On Tuesday March 9th, 2021, the Las Vegas Raiders traded offensive tackle Trent Brown back to the New England Patriots—the team they originally signed him from in 2019—in exchange for a 2022 fifth-round pick. Not exactly earth-shattering news, but the move was notable for a few reasons.

1. Because Brown—who has agreed to a new one-year, $11-million-dollar deal in Foxborough—was owed $29.5 million over the next two years as a Raider, proving players are still willing to take a paycut to play for ol’ Billy Boy.

2. Because the move helps to open up $49.3 million in cap space for the Raiders in 2021, not that they'll use it wisely (more on that in just a second.)

3. Because it confirms what we all already sort of knew: That the Raiders’ 2019 offseason, orchestrated by the brain trust of Gruden & Mayock, is perhaps the single worst offseason by any franchise in sports history. Look unto the void and despair.

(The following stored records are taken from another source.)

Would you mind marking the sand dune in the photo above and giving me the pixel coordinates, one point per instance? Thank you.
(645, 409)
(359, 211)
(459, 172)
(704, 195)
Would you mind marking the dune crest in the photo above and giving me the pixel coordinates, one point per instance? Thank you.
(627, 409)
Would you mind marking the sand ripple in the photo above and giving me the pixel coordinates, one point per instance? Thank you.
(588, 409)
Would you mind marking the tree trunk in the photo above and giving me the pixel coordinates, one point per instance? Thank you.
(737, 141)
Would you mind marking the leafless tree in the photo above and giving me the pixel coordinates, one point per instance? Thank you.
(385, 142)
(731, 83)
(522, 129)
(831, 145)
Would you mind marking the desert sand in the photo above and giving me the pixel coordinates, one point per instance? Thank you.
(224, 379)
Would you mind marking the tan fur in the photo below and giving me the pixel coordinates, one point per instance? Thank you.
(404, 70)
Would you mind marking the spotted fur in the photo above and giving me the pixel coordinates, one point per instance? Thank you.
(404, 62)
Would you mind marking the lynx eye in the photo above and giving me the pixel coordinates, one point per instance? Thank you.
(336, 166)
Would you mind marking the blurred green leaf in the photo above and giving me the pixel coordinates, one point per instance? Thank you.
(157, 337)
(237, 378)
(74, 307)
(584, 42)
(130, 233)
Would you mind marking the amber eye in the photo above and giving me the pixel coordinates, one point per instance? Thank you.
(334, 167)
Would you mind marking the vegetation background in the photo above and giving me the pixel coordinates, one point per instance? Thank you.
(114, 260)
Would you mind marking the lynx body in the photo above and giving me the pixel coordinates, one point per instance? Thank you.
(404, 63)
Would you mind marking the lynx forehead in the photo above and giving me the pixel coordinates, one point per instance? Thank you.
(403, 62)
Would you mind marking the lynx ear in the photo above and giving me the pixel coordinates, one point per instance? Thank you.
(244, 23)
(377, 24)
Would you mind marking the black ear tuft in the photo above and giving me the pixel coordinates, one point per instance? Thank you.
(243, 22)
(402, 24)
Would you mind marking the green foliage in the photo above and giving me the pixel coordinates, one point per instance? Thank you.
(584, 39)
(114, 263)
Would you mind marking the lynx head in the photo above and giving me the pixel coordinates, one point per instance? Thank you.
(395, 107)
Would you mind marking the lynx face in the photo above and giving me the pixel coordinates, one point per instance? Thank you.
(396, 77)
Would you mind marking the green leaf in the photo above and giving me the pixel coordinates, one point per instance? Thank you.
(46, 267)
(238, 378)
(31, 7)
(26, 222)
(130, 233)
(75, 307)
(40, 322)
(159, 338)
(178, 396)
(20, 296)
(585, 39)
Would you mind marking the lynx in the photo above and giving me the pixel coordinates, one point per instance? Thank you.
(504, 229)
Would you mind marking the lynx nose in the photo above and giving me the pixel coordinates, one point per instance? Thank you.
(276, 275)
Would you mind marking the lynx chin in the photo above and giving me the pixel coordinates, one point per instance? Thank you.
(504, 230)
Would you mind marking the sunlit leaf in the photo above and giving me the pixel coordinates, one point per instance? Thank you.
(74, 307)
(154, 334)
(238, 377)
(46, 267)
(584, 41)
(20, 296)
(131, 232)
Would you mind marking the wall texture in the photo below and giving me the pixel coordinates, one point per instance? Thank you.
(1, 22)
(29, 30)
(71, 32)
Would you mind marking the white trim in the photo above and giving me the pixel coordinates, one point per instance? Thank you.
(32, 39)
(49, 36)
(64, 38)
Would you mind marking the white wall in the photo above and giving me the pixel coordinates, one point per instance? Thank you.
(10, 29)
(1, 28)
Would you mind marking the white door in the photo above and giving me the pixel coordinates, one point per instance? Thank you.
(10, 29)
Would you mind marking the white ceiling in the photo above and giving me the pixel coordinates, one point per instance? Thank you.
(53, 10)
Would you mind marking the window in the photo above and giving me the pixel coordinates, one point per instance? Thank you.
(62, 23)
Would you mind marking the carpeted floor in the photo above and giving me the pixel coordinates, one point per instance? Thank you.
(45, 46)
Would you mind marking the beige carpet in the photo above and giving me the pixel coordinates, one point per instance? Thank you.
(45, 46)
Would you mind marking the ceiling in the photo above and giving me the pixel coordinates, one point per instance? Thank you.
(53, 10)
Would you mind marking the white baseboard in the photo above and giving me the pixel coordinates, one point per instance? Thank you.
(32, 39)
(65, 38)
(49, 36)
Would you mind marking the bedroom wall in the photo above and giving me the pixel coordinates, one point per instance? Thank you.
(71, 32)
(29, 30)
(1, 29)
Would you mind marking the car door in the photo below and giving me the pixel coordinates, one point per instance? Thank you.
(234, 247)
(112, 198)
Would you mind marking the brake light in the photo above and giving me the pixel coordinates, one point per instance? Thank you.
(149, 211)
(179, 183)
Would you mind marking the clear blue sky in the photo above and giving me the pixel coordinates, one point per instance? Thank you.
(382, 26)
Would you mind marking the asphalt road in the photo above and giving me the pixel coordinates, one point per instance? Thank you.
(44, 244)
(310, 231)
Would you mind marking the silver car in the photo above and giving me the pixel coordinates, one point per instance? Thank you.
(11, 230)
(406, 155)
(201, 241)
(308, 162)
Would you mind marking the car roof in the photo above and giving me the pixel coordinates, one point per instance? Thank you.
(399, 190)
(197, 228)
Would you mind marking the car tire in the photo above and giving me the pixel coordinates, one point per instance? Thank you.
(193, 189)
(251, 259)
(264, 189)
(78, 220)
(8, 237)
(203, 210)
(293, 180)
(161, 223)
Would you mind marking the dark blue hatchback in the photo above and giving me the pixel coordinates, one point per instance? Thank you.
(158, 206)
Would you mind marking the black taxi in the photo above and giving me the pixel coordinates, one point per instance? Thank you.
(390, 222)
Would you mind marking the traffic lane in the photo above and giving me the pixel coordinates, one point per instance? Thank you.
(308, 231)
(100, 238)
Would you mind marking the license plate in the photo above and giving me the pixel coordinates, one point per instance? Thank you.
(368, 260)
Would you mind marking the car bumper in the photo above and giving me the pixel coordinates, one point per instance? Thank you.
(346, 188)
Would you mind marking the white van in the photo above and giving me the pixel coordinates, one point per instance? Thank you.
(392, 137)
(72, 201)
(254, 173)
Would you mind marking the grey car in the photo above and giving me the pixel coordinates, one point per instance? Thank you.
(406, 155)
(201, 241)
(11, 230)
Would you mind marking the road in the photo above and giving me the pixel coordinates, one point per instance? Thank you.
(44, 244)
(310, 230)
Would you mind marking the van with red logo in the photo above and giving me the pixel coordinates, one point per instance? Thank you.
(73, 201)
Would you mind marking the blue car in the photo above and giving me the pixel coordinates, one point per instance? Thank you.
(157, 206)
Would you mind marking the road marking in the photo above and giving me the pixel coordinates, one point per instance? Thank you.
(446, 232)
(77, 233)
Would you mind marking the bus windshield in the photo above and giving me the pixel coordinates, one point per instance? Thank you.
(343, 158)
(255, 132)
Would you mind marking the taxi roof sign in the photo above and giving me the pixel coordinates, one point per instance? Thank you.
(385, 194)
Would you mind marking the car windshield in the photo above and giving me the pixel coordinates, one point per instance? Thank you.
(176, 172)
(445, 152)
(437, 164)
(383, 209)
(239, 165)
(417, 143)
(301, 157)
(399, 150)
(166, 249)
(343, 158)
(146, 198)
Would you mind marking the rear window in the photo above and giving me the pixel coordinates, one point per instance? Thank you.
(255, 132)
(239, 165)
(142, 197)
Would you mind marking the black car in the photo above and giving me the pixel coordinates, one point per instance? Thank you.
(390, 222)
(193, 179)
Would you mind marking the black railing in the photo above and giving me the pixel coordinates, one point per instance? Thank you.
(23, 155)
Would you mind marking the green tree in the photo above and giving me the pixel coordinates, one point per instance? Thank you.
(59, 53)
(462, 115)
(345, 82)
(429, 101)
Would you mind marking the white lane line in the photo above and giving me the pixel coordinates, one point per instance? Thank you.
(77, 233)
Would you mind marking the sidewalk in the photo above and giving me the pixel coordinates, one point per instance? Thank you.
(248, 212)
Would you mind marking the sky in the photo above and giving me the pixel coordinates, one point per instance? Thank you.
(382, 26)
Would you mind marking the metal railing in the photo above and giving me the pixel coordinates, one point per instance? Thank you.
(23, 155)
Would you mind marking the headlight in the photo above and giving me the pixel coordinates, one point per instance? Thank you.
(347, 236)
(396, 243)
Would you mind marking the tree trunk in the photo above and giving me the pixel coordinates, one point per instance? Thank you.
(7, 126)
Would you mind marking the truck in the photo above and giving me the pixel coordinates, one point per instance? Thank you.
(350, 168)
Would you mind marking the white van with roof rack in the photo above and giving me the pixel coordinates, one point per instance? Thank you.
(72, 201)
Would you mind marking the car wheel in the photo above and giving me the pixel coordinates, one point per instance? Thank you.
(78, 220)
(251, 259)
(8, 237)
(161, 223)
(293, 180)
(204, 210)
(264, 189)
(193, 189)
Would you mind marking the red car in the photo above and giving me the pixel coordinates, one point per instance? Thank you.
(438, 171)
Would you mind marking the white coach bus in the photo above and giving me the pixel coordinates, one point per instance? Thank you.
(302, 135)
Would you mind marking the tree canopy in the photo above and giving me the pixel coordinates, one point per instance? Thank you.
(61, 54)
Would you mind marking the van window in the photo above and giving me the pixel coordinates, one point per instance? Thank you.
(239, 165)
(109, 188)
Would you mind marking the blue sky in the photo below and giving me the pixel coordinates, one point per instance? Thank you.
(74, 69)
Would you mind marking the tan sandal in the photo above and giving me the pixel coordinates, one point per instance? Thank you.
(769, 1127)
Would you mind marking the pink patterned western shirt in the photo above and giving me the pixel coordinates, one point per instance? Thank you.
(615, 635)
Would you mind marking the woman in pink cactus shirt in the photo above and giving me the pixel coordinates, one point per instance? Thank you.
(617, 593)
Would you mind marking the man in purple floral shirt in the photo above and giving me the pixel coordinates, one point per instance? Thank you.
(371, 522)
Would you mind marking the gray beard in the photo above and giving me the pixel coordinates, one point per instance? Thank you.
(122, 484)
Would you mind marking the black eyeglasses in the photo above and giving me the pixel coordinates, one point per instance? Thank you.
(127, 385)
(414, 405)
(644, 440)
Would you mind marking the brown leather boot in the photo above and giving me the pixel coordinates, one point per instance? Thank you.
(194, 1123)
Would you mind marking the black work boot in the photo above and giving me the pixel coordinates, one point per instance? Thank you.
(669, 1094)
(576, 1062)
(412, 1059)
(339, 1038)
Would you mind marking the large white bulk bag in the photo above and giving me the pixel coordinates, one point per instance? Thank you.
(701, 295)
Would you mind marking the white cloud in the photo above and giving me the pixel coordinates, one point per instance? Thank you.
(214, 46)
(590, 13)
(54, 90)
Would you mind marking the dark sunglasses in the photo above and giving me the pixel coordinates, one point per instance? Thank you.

Brown was the last piece to fall, and now that he has, well, you’re looking at the same tweet we are. Anyone who has ever watched five minutes of SportsCenter on mute at an Applebee’s could have guessed that Antonio Brown and Vontaze Burfict would flame out, but those are just the splashy names. Guys like (Trent) Brown, Williams, and Joyner were supposed to provide the backbone of the team and were paid like it. Now the only time they’ll set foot in Vegas is for a bachelor party.

The precursor to all of this, of course, was the Khalil Mack trade in September of 2018, which laid the groundwork for the front-office idiocy to come. It stripped the roster of its best player and an entire unit of its leader. It gave the Raiders resources to work with, and they were spent just like you would expect a team that calls Las Vegas home to spend them. Now, two years later, the Raiders are left with a handful of skill position players on offense—Carr, Waller, Jacobs—and perilously little else in a division featuring the back-to-back AFC Champs and a Chargers team that appears to have found its quarterback. We can’t believe we’re saying this, but Sin City deserves better . . .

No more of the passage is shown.